Let's actually examine what happens under the hood using strace.

$ touch file{1,2}.ext
$ strace -e trace=execve mv *.ext *.new.ext            
execve("/bin/mv", ["mv", "file1.ext", "file2.ext", "*.new.ext"], [/* 80 vars */]) = 0
mv: target '*.new.ext' is not a directory
+++ exited with 1 +++

As Zanna have explained in her answer *.ext will be expanded by shell to all files in current working directory that end in .ext string. What you see in that example is that *.new.ext is not expanded, exactly because there is no file that matches such pattern,i.e. there is no file foo.new.ext anywhere, hence shell passes that directly as argument.

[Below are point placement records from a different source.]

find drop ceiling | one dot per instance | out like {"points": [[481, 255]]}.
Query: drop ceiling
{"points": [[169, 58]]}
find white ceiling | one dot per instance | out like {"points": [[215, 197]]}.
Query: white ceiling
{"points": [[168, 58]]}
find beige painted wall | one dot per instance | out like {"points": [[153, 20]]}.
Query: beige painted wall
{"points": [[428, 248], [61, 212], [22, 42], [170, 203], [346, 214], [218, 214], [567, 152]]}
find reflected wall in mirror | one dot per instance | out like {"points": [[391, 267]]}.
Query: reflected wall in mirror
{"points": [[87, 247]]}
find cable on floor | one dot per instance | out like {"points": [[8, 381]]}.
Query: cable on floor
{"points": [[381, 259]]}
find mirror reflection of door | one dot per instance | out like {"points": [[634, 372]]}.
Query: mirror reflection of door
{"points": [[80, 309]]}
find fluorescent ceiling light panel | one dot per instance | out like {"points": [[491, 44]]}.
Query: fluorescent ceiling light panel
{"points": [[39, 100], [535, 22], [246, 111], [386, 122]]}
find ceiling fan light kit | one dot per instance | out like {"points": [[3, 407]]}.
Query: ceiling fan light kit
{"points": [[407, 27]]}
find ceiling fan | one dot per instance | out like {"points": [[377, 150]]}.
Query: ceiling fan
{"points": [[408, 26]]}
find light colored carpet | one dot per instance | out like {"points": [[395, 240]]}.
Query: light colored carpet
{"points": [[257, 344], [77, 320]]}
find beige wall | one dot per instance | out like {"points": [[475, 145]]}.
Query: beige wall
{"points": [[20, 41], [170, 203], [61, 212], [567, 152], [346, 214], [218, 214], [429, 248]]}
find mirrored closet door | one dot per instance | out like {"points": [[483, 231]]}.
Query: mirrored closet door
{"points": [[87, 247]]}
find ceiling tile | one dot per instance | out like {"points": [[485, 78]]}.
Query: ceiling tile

The mv command in turn treats that as the following syntax:

mv [OPTION]... SOURCE... DIRECTORY

If you actually had an existing directory in the last argument, this would work

$ mv *.ext test_dir

$ tree       
.
└── test_dir
    ├── file1.ext
    └── file2.ext

What you actually want to do

Your original goal, as I understand it, is to rename every *.ext file to corresponding file with .new.ext ending. This can be done either with rename, as Zanna shows, or via looping in shell:

$ for f in ./*.ext ; do mv "$f" "$(basename "$f")".new.ext; done                         

$ ls
file1.ext.new.ext  file2.ext.new.ext

Notice the use of basename to extract the part before .ext and use of ./*.ext. Use if ./* is meant to prevent issues with filenames that may have leading - and is generally recommended approach instead of bare *

Additional notes

In your question you stated:

If I try to run a regex operation on files

That's part of the problem. * in shell is Pathname Expansion, which expands to list of files in current working directory. It doesn't work in the same sense of regular expression abc.* where you match string starting with abc with any last character zero or more times.

How do I ensure that when I batch rename or perform an operation on multiple files that they keep their current name (not the extension, just the name)?

You can iterate over the list of files using a for loop, and actively extract the filename using basename command, like I showed above. prename can be used, if you properly define substitutions in the regex expression. What's nice about prename is that it has dry run functionality (the -n switch), where no actual renaming is performed. Same idea can be used with iteration, where you use echo instead of mv first.

I am not looking for something like the rename command because this has to work for everything, not just renaming files.

Again, * as far as shell is concerned deals with files in current directory. This is not the same as regular expressions. Your approach has to be tailored according to the tools you use.